Sarkozy traveled to Baku later on Friday to carry a similar message of peace before visiting Georgian capital Tbilisi on the last leg of his South Caucasus tour.

Speaking about the Karabagh conflict in Yerevan, Sarkozy stressed that Armenians and Azerbaijanis must continue their negotiations as part of the OSCE Minsk Group and that it is both nations that need peace.

Sarkozy also urged Armenia to continue its efforts on a rapprochement with Turkey that effectively ground to a halt last year, with both sides blaming each other for the failure. France was one of the states that supported the normalization effort.

The French president said that if Turkey did not make this “step towards reconciliation,” he would consider proposing the adoption of a law criminalizing denial of the killings as genocide.

Still, Sarkozy noted that “it is not up to France to give an ultimatum to anyone.”

“I do not mention any time limits because I hope that the Turkish society and leadership will respond appropriately. In any case, I think that all this will take place during my time in office,” said Sarkozy, whose first term as French president expires in 2012.

France recognized the Armenians Genocide back in 1998 as its parliament passed a corresponding bill.

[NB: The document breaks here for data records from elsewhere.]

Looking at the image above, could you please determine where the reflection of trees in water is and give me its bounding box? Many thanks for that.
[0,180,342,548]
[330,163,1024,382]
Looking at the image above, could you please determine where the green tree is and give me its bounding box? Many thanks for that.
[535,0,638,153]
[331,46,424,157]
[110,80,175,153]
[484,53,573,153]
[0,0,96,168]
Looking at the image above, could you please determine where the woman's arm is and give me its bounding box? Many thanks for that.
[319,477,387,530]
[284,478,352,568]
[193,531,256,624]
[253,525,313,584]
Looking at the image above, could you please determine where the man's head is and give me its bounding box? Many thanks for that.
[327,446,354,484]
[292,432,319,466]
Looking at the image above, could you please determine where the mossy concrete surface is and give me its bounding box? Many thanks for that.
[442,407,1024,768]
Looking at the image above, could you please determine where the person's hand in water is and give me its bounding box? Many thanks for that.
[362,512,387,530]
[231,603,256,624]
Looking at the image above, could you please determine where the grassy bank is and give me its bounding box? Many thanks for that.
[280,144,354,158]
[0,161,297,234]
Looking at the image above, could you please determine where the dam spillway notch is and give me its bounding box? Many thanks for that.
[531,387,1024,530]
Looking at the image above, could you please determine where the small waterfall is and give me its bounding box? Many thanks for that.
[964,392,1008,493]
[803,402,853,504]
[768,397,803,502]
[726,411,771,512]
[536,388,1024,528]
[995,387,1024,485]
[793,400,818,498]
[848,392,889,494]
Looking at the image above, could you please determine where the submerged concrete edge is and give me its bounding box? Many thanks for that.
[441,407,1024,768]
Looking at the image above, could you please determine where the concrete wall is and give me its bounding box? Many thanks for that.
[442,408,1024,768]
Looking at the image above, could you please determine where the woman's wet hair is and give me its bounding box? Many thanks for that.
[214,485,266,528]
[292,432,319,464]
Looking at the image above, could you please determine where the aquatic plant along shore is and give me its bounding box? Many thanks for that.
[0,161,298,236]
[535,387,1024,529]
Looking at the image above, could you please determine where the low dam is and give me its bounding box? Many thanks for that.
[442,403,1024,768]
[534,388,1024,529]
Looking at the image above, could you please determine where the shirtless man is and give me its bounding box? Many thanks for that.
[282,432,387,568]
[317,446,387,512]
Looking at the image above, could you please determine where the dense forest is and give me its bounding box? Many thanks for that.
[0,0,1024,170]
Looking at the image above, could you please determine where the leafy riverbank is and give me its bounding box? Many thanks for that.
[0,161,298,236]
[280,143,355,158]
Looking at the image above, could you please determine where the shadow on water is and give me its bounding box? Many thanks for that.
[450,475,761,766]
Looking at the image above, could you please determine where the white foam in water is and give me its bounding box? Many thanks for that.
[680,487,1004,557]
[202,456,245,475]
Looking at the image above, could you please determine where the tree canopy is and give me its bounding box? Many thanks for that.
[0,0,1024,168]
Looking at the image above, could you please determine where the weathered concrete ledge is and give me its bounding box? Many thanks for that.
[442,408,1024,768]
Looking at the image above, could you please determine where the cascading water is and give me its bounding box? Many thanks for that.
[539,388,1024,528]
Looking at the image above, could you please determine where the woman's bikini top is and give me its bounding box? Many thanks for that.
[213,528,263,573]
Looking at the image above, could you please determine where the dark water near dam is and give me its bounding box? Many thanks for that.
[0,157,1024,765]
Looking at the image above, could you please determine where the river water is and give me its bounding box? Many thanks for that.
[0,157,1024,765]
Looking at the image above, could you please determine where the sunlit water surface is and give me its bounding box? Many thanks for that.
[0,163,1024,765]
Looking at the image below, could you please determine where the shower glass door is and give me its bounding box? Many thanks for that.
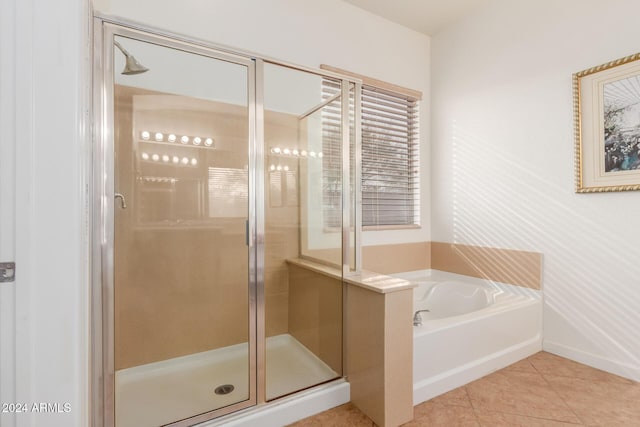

Sarkozy angered Turkey ahead of his election in 2007 by backing a law aimed at prosecuting those who refused to recognize the massacres as genocide.

The French lower house of parliament later rejected the measure, infuriating the French- Armenian community, estimated at around 500,000 people.

Furious Turkish Response

Turkish Foreign Minister Ahmet Davutoglu described the French president’s comments as “political opportunism” aimed at gaining votes from French-Armenians at elections. “Unfortunately whenever there are elections in Europe, this type of opportunism arises,” Davutoglu said.

He added France had no right to criticize Turkey because of the country’s colonial past.

In 2004, then-President Jacques Chirac told Turkey it would have to recognize the mass killings as genocide if it wanted to become a member of the EU, insisting the French would otherwise vote Turkey out in a referendum.

Visit to Georgia

Seeking to portray himself as a peacemaker during the three-nation trip, Sarkozy — who brokered the deal to end the 2008 Georgia-Russia war — told thousands of cheering Georgians that Moscow was still intimidating its defeated neighbor.

“France sees Russia as its friend, as a strategic partner. But to restore confidence, threats, intimidation, threats and attempts to destabilize (the situation) are fully unacceptable,” he told the receptive Freedom Square crowd.

Georgia accuses Russia of violating the peace agreement by not pulling its troops back to prewar positions and “occupying” the rebel provinces of Abkhazia and South Ossetia, which Moscow recognized as independent states after the 2008 conflict.

In comments likely to irritate the Kremlin, which says its troops in the provinces are there to protect them from Georgia, Sarkozy said Russia must withdraw its forces and fulfill its “word and honor.”

“Against all strategic logic and contrary to undertaken commitments, significant military forces are still stationed and were reinforced at your (Georgia’s) door, on the other side of the dividing lines,” he told the flag-waving crowd.

Using firm language that echoed the recent split with the Kremlin over action in Libya and Syria, Sarkozy said that Russia must stop the Soviet-era practice of bossing sovereign territories that once answered to Moscow.

“Everyone must admit that the Soviet Union does not exist anymore and that a policy of spheres of influence is not intended to succeed it,” he said, adding that Georgia should be able to express its aspirations to join the EU and NATO.

(Reports from the Associated Press, Agence France Presse, Globe and Mail and Reuters.)